What is Design Thinking, the phrase that is on the mouths of all intakers and intrapreneurs? Design Thinking, by its definition, is an innovative project design methodology, centered on the human and the concrete. But is the Design Thinking method applicable for any type of project? Schoolab deciphers this specific approach to product or service innovation.
The story of Design Thinking
From the 1950s, with the advent of the consumer society, the production of objects became industrial. Engineers and designers must design a single product that will be duplicated thousands of times in factories. Industrial product design agencies are therefore making good practices for designers to prototype a perfectly completed product, before launching large-scale production.

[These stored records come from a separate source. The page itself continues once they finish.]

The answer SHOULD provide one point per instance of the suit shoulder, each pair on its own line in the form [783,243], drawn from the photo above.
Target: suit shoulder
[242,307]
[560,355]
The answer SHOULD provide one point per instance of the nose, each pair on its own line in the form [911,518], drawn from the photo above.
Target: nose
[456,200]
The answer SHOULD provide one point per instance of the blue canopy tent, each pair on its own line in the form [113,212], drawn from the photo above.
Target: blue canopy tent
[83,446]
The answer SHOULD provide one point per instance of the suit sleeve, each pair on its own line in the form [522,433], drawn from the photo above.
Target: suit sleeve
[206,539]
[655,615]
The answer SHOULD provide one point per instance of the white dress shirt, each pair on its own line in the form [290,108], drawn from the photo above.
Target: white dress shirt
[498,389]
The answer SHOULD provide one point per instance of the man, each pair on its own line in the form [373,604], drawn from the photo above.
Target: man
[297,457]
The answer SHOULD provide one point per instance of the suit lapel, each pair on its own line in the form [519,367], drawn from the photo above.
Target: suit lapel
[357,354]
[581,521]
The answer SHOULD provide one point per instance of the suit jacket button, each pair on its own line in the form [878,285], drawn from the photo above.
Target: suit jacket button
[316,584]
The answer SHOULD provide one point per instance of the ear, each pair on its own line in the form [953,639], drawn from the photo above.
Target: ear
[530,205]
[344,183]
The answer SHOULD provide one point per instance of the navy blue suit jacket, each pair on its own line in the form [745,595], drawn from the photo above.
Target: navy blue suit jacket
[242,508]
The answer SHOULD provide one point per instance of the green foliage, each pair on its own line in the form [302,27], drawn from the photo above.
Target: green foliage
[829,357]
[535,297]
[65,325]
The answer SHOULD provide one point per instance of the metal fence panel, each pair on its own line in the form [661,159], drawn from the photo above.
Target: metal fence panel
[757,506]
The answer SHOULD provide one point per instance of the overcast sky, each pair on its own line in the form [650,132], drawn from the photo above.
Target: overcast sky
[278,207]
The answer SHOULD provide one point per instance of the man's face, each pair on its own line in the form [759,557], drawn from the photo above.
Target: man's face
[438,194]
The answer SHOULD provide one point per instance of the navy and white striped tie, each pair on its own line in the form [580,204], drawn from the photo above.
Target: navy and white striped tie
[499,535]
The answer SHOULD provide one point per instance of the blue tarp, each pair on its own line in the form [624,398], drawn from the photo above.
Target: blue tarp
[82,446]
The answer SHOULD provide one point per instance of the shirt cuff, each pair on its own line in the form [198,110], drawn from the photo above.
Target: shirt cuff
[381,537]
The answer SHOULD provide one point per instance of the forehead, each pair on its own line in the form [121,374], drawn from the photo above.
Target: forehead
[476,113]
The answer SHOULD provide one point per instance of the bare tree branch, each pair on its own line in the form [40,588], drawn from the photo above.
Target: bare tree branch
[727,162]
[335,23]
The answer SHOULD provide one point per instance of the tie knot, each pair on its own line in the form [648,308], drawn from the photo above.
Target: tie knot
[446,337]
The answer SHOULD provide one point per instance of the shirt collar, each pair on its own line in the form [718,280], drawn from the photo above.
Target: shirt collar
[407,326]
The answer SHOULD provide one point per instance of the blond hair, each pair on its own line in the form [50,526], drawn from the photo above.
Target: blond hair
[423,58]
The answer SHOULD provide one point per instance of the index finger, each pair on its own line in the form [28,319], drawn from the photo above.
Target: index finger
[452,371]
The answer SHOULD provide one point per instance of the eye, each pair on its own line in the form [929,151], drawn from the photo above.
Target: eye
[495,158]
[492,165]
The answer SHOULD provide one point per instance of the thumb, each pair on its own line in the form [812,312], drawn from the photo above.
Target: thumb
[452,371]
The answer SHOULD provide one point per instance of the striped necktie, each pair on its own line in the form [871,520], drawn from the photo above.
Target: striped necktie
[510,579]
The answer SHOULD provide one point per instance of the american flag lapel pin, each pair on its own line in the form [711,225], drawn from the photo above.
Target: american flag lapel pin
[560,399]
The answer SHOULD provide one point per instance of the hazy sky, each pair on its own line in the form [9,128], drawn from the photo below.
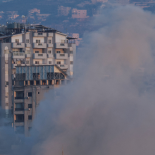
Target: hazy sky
[109,107]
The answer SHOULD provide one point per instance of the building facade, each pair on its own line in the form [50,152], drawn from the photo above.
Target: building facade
[34,59]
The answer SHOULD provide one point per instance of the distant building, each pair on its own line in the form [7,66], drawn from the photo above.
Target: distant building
[35,10]
[33,61]
[78,39]
[103,1]
[79,13]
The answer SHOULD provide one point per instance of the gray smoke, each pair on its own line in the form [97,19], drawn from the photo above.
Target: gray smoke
[109,107]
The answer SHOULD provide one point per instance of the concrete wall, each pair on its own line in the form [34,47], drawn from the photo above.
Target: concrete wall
[17,37]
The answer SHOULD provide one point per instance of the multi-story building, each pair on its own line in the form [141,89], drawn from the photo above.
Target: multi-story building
[79,13]
[33,60]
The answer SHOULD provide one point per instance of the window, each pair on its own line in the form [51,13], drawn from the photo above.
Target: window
[29,94]
[16,40]
[44,82]
[36,76]
[37,82]
[19,118]
[26,83]
[36,62]
[37,41]
[19,106]
[30,117]
[19,95]
[29,105]
[27,40]
[31,83]
[49,52]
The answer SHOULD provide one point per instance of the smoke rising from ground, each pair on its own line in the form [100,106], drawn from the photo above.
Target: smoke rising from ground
[109,107]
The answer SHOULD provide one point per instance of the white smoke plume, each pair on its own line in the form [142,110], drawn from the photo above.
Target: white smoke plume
[109,108]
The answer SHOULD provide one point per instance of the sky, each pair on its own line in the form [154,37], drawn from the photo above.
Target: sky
[109,106]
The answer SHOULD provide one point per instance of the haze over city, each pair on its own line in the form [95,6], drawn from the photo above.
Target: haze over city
[77,77]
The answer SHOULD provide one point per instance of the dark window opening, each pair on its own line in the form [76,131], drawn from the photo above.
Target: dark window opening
[19,106]
[31,82]
[29,94]
[50,76]
[19,118]
[30,117]
[36,76]
[44,82]
[29,128]
[50,82]
[37,82]
[62,76]
[19,95]
[57,75]
[29,105]
[26,83]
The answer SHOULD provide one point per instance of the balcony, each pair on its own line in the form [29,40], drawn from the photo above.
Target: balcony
[19,123]
[28,45]
[39,45]
[61,56]
[50,45]
[50,34]
[14,65]
[39,55]
[50,55]
[61,45]
[40,34]
[28,54]
[19,55]
[18,45]
[63,66]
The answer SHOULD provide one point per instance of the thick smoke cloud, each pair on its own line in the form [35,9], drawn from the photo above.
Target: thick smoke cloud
[109,106]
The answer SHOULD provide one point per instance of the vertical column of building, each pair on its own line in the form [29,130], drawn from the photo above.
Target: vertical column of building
[6,82]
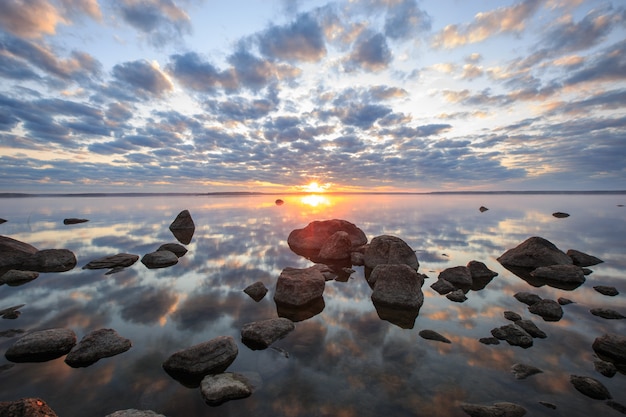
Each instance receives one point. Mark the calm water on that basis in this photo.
(344, 361)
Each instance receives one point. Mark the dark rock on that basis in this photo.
(523, 371)
(297, 287)
(513, 335)
(14, 278)
(261, 334)
(159, 259)
(503, 409)
(606, 290)
(218, 389)
(192, 364)
(388, 249)
(533, 253)
(26, 407)
(582, 259)
(175, 248)
(337, 246)
(433, 335)
(590, 387)
(113, 261)
(527, 298)
(74, 220)
(549, 310)
(41, 346)
(309, 240)
(256, 291)
(98, 344)
(607, 313)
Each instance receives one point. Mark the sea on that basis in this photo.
(343, 360)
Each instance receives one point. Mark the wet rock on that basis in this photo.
(388, 249)
(590, 387)
(533, 253)
(607, 313)
(309, 240)
(606, 290)
(583, 259)
(114, 261)
(261, 334)
(159, 259)
(564, 274)
(527, 298)
(297, 287)
(433, 335)
(513, 335)
(41, 346)
(503, 409)
(337, 246)
(26, 407)
(218, 389)
(549, 310)
(256, 291)
(523, 371)
(14, 278)
(98, 344)
(192, 364)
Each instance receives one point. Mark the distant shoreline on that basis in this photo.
(245, 193)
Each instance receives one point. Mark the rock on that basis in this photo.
(503, 409)
(566, 274)
(159, 259)
(337, 246)
(98, 344)
(612, 348)
(606, 290)
(261, 334)
(74, 220)
(218, 389)
(514, 335)
(41, 346)
(256, 291)
(309, 240)
(582, 259)
(14, 278)
(398, 286)
(590, 387)
(26, 407)
(433, 335)
(459, 276)
(387, 249)
(523, 371)
(192, 364)
(549, 310)
(531, 328)
(527, 298)
(298, 287)
(114, 261)
(175, 248)
(607, 313)
(533, 253)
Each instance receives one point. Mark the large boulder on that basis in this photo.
(533, 253)
(388, 249)
(298, 287)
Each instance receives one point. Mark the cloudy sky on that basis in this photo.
(257, 95)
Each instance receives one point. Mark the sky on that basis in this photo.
(270, 96)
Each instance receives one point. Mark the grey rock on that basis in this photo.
(261, 334)
(41, 346)
(218, 389)
(98, 344)
(590, 387)
(533, 253)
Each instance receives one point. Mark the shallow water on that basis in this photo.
(344, 361)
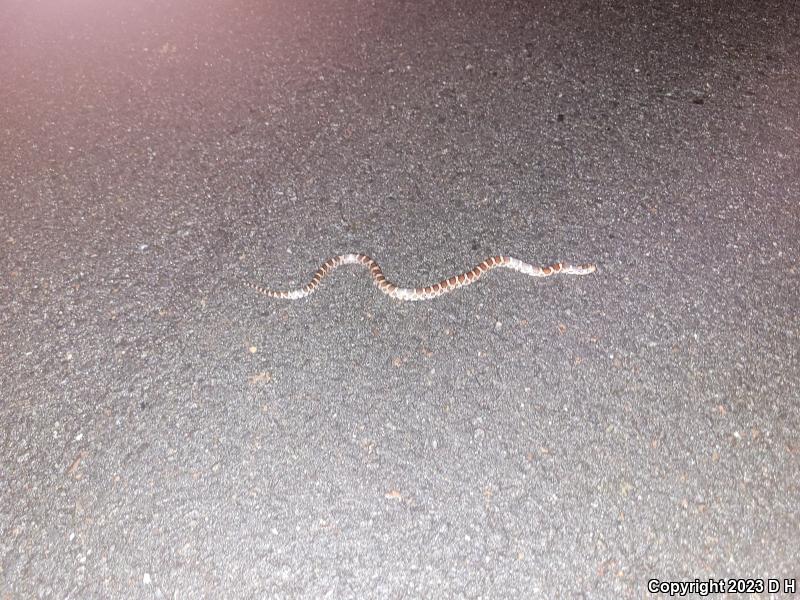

Forty years later, in the 1990s, the digital wave doped by the Internet is a new moment of mass consumption. It was at this time, in the United States, that the design agency IDEO (a classic product design agency) used the design methods of industrial products and applied it to new subjects (such as services or software interfaces…). The methodology of Design Thinking was born!
What is Design Thinking? Zoom on the innovation methodology
“Design Thinking is an upstream phase of product or service design. It helps to design or clarify an idea”
Pierre de Milly, Head of New Programs at Schoolab.
Of course, Design Thinking is not the only method of designing products or services; another alternative is to do a market study to find out what the needs of consumers are. However, in the case of new markets, customers do not know what they want from a new product. In fact, Henry Ford, founder of the automotive market, illustrates this customer uncertainty better than anyone: “If I had asked my customers what they wanted, they would have asked me for a faster horse.”
Thus, the use of Design Thinking is justified to accompany the development of an innovative project in a new market. This methodology allows people to design a product or service that people are not able to describe because it does not exist. On the other hand:You can’t be creative when you read a market study
The methodology of Design Thinking at Schoolab
“Design Thinking is a cognitive process, because we put ourselves in a real situation so that the brain is reactive,” explains Pierre de Milly, “and, we are only creative on concrete subjects. At Schoolab, we try to lay the foundations for building a project before testing it.” Schoolab offers training at Design Thinking in Paris to support entrepreneurs and large companies in innovation.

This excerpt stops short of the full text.